… e ancora il cielo.

Ché, poi, a me di fare il consulente economico-finanziario di questo colosso bancario non mi era mai importato nulla; io avrei voluto studiare l’epigrafia antica ed occuparmi di scavi archeologici, mi sarebbe piaciuto studiare la filologia classica ed approfondire la semantica e la glottologia. Quando, ancora liceale, provavo ad immaginarmi da grande non riuscivo a vedermi diversamente: o sommerso dalle centinaia, forse migliaia di libri di un’enorme e polverosissima biblioteca con gli scaffali altissimi ed arditi che, dal pavimento, s’allungavano per abbracciare il soffitto, oppure immerso in qualche tomba rinvenuta in uno scavo, polveroso anche questo, sperduto in Anatolia o in Armenia. Era così che mi sarebbe piaciuto raccontarmi ai miei figli, ai miei nipoti. Ed invece, soccombente, dovetti cedere alle lusinghe malefiche del dio denaro, dell’economia, di quelle maledette formule matematiche e di quei maledetti numeri che tutto regolano e che, talora, hanno persino l’ardire di sentirsi padroni assoluti del mondo; dovetti cedere alla prepotenza di leggi che non mi appartenevano, che non sentivo mie e che mai mi sarebbero appartenute; dovetti cedere, infine, al fare maliardo e subdolo dei miei che volevano un figlio rampante nella società che conta, un figlio che si sarebbe dovuto iscrivere alla genìa degli uomini brillanti soltanto perché in grado di produrre tabelle e di leggere grafici. Capaci , in definitiva, di capitalizzare.

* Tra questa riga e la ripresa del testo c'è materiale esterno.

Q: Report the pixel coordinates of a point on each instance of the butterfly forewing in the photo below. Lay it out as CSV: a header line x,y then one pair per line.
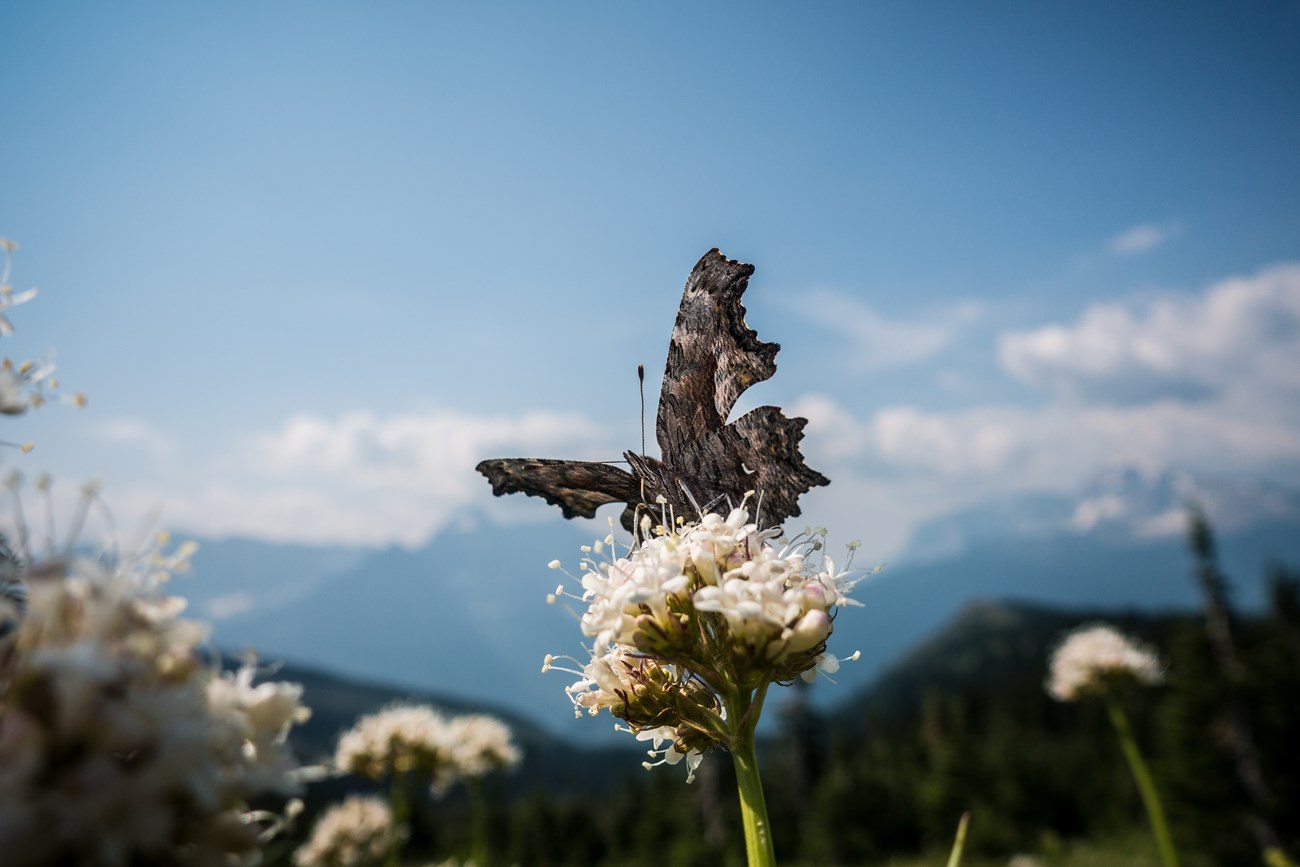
x,y
577,486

E gli anni dell’università trascorsero in balìa di questi feroci contrasti: appena un po’ di tempo libero me lo consentiva, correvo a rifugiarmi nei libri delle cose antiche, oppure mi sedevo spesso al vecchio pianoforte della zia che, sebbene malconcio, ancora rispondeva alle maldestre sollecitazioni delle mie dita che, inesperte ma avide, lo accarezzavano desiderose d’avere le risposte che da altre parti non arrivavano. Epperò, devastanti e crudeli come bestie fameliche, sopraggiungevano le incombenze ed i doveri di uno studio che non mi piaceva e che mi costringeva a riprendere in mano altri odiosissimi libri.

Era triste la mia vita. Continuò ad esserlo col passare degli anni. Laureato con lode nel più prestigioso college americano e proiettato, quasi costretto da un agghiacciante contrappasso, verso una carriera che non era la mia, verso successi che avrebbero gratificato l’onore della mia famiglia riempendo d’aria polmoni che non erano i miei. E sognavo ancora glosse e dattili, esametri e chiasmi.

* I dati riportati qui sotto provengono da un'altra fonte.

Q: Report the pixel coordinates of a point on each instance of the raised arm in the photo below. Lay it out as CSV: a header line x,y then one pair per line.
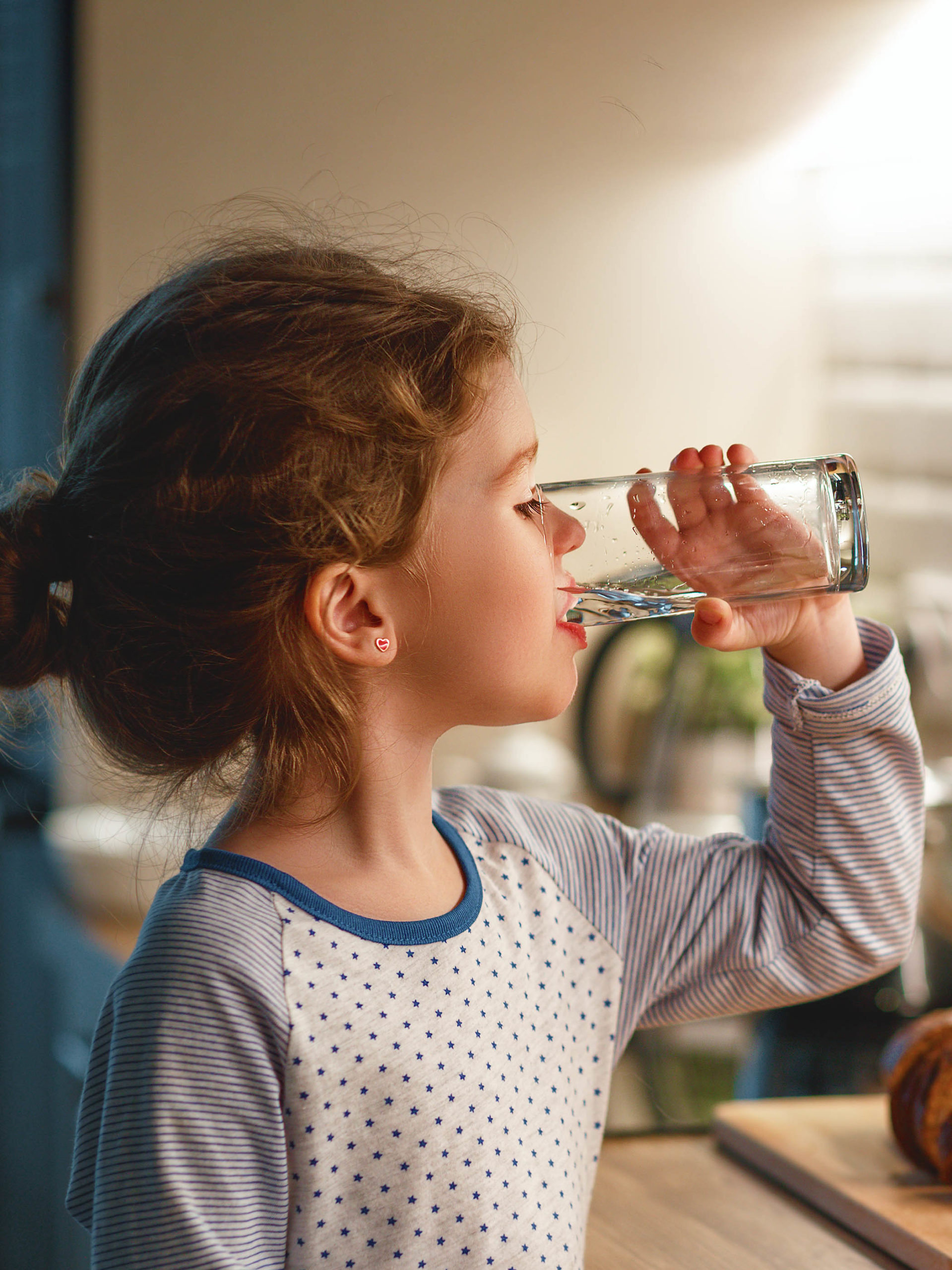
x,y
828,899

Per evitare la congestione di Manhattan e perché i miei genitori non facessero sentire i loro figli quasi ingoiati dalla voracità della Grande Mela, avevamo sempre abitato a Queens, lo sconfinato quartiere situato nella parte a nord-est della città; un appartamento più che decoroso, ben rifinito e spazioso, al quinto piano di un palazzo. Dove ero cresciuto e dove avevo vissuto non c’erano i grattacieli dalle vertiginose altezze che si trovano nella midtown e nella downtown.

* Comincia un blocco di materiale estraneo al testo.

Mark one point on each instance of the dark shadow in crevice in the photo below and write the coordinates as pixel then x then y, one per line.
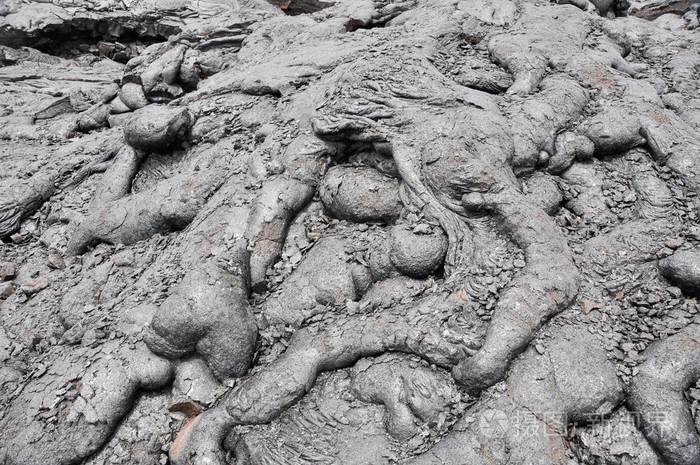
pixel 298 7
pixel 119 38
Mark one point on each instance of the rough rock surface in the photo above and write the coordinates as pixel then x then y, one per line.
pixel 349 232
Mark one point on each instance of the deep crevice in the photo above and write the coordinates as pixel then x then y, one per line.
pixel 298 7
pixel 119 38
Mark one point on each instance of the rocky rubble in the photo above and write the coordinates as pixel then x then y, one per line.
pixel 361 231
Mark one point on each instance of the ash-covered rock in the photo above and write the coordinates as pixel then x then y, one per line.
pixel 350 232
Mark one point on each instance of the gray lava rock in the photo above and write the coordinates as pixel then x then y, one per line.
pixel 360 194
pixel 417 255
pixel 683 269
pixel 158 128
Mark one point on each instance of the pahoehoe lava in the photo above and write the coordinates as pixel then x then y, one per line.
pixel 350 232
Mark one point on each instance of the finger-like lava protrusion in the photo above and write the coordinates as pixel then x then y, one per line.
pixel 209 314
pixel 568 379
pixel 105 395
pixel 313 349
pixel 360 194
pixel 683 269
pixel 410 394
pixel 657 396
pixel 547 285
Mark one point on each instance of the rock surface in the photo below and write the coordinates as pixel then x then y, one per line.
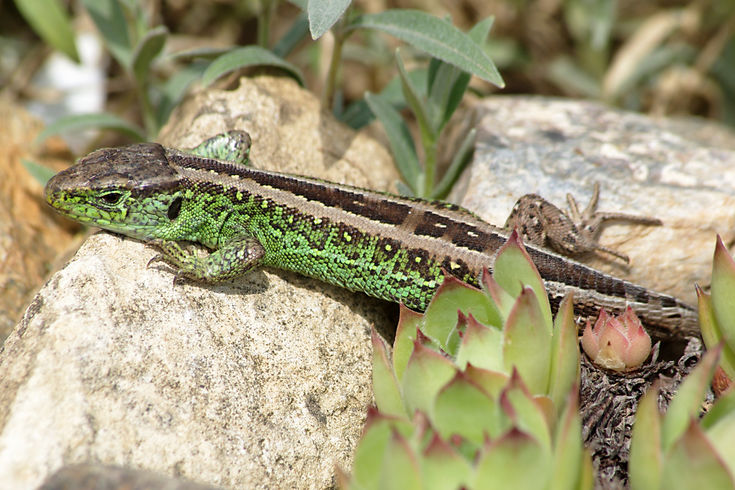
pixel 30 236
pixel 260 382
pixel 644 166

 In quel posto si poteva ancora vedere il cielo. Ed in quel posto avrei ancora potuto continuare a coltivare i miei sogni.

Per la mia ostin11 settembre 4azione a volermi sentire come milioni di altri newyorkesi, quella mattina mi rifiutai di salire sul taxi che mia madre, trepidante all’inverosimile per quel mio primo giorno di lavoro, avrebbe voluto far arrivare sotto casa; e non salii mai su un taxi per andare al lavoro, benché con lo stipendio che guadagnavo avrei potuto permettermi d’andare in ufficio tutti i giorni con una limousine privata. Un paio d’isolati a piedi, ventiquattrore in mano ed iPod che mi trasmetteva uno stanco Gould alle prese con le Goldberg Variations: eccomi salire su un affollatissimo –come sempre- convoglio della metropolitana. Quarantacinque minuti trascorsi ad osservare volti e seguire sguardi sovente in cerca di un’umanità perduta, quarantacinque minuti trascorsi ad interrogarmi su cosa sarebbe stato di me, da quel giorno in poi, quarantacinque minuti pensando a quanto sarebbe stato bello studiare la filologia greca.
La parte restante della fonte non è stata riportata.